None of this is particularly controversial.
Here's a good book that I highly recommend: A Short History of Nearly Everything, by Bryson. It is highly entertaining and informative overall. (It's great as an audio book, read by the author, who is hilarious.) One of the things it shows is the history of the development of scientific knowledge.
People think that science is very lofty and not subject to factional infighting, where the factions use all the dirty tricks of media or government (propaganda, calling in favors to unfairly support allies and lock out or censor opposing ideas, smears, misleading statements to drum up public and governmental support, whipping up hysteria, etc.). In fact, the history of science is full of such things.
The field of global warming is no different.
The whole field of global warming might end up being one of the many scientific fads in history that ended up being 100% hokum; or it might not. But no one is going to know which -- not even the experts -- because the models behind it are nearly completely useless. You cannot have models with a thousand adjustable parameters that are meaningful for anything complex (like the climate). You end up fitting the past and finding zero predictive value.
CO2 currently is near a minimum for the history of our planet. The only time it was near this low was part of the Carboniferous Period and part of the Permian Period. It was many times higher during the others including the Triassic (dinosaurs), Jurassic (dinosaurs), Cretaceous (mammals), and Peleogene (primates).

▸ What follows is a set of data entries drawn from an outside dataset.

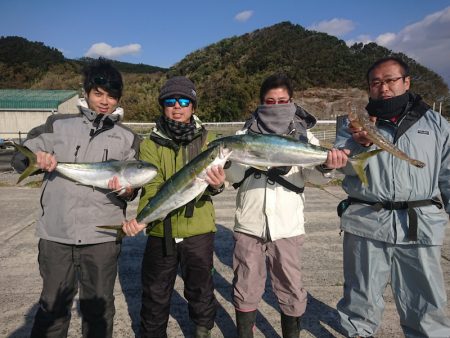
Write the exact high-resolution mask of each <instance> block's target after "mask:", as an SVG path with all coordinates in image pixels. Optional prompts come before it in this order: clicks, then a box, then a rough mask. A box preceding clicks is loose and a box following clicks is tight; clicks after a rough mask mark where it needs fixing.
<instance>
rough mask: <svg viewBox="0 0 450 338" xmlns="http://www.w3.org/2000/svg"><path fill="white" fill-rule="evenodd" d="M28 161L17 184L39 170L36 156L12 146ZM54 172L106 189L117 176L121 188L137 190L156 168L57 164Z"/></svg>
mask: <svg viewBox="0 0 450 338" xmlns="http://www.w3.org/2000/svg"><path fill="white" fill-rule="evenodd" d="M12 145H13V146H14V147H15V148H16V149H17V150H18V151H19V152H21V153H22V154H23V155H24V156H26V157H27V159H28V167H27V168H26V169H25V170H24V172H23V173H22V175H20V177H19V180H18V181H17V183H20V182H21V181H22V180H23V179H25V178H26V177H28V176H30V175H32V174H34V173H35V172H37V171H39V170H40V169H39V168H38V167H37V166H36V155H35V154H34V153H33V152H32V151H31V150H29V149H28V148H26V147H24V146H21V145H20V144H16V143H13V144H12ZM55 170H56V171H57V172H58V173H60V174H61V175H63V176H65V177H67V178H69V179H71V180H73V181H75V182H78V183H80V184H83V185H87V186H91V187H96V188H100V189H108V182H109V181H110V180H111V179H112V178H113V176H117V177H118V178H119V182H120V184H121V185H122V186H125V187H126V186H131V188H139V187H142V186H143V185H145V184H147V183H148V182H150V181H151V180H152V179H153V178H155V176H156V173H157V168H156V167H155V166H154V165H152V164H150V163H147V162H143V161H136V160H132V161H106V162H94V163H69V162H58V164H57V165H56V168H55Z"/></svg>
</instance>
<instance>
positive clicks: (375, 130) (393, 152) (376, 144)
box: [348, 107, 425, 168]
mask: <svg viewBox="0 0 450 338" xmlns="http://www.w3.org/2000/svg"><path fill="white" fill-rule="evenodd" d="M348 119H349V121H350V122H351V123H352V125H353V126H354V127H357V128H362V129H363V130H365V131H366V132H367V138H368V139H369V140H370V141H371V142H372V143H373V144H375V145H377V146H378V147H379V148H381V149H384V150H386V151H387V152H389V153H391V154H392V155H394V156H396V157H398V158H399V159H402V160H405V161H407V162H409V163H411V164H412V165H413V166H415V167H417V168H423V167H425V163H423V162H421V161H419V160H415V159H413V158H410V157H409V156H408V155H406V154H405V153H404V152H403V151H401V150H400V149H398V148H397V147H396V146H395V145H394V144H393V143H392V142H390V141H389V140H388V139H386V138H385V137H384V136H383V135H382V134H381V133H380V132H379V130H378V129H377V127H376V126H375V124H374V123H373V122H372V121H370V119H369V114H368V113H367V112H366V111H365V110H362V109H360V110H356V109H355V108H351V107H350V111H349V114H348Z"/></svg>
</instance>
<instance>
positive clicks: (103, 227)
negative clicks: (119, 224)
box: [97, 225, 127, 241]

Our planet has had periodic ice ages. Maybe more CO2 in the atmosphere will delay or reduce a next ice age -- there's about as much evidence for that as global warming. If so, because an ice age would wipe out most humans and other species, maybe it is a blessing that mankind increases CO2 a little (although we ourselves will never add enough to get us to the Triassic, Jurassic, or Cretaceous. Also, plants grow better with more CO2 in the air.